I've read that the KS-test is biased when the pdf parameters are estimated from the same data source. This post on Cross Validated lead me to the paper which has a workaround using synthetic datasets. I've been implementing this for a Weibull distribution in matlab (as part of my master's thesis) and would like to verify that what I've done is correct. A snapshot from the procedure described in Clauset, A., Shalizi, C. R., & Newman, M. E. (2009).:
" our procedure is as follows. First, we fit our empirical data to the power-law model using the methods of Section 3 and calculate the KS statistic for this fit. Next, we generate a large number of power-law distributed synthetic data sets with scaling parameter α and lower boud xmin equal to those of the distribution that best fits the observed data. We fit each synthetic data set individually to its own power-law model and calculate the KS statistic for each one relative to its own model. Then we simply count what fraction of the time the resulting statistic is larger than the value for the empirical data. This fraction is our p-value. Note crucially that for each synthetic data set we compute the KS statistic relative to the best-fit power law for that data set, not relative to the original distribution from which the data set was drawn. In this way we ensure that we are performing for each synthetic data set the same calculation that we performed for the real data set, a crucial requirement if we wish to get an unbiased estimate of the p-value. "
The pseudocode of my implementation is as follows:
Fit a Weibull distribution to the data in X. (X is a 1 by n vector that contains my data values). For this I use the matlab function fitdist.
Create m synthethic data sets using the distribution from 1. For this I use the matlab function random().
For every m do:
a) Fit a weibull distribution to the synthetic dataset, again via fitdist;
b) Perform the KS-test ,using the kstest() function, and store p values.
Compute the new p-value by:
a) counting all instances where p value of synthethic dataset m > p value initial dataset;
b) divide the count of a by m to get the adjusted (non-biased or less biased?) p-value.
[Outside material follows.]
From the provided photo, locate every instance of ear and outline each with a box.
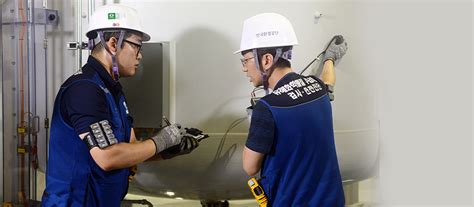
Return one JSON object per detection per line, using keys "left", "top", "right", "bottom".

It's mainly part 4 (corresponding to the bold part in the quote) that i'm not sure is correct. Also i'm not sure if the random() function creates a synthetic dataset as it "draws random numbers from the specified distribution". My guess was that when you ask random() to create a sufficiently large enough dataset it will automatically have the same features as the specified distribution thus qualifying for a synthetic dataset?
Any help would be greatly appreciated. Small disclaimer: I'm an industrial engineering major so less-technical explanations would be appreciated;)
Finally there is an implementation of this code in R (which i'm not familiar with) for the power law distribution, see this link. Maybe it might help you guys in answering my question, maybe it helps someone for future reference.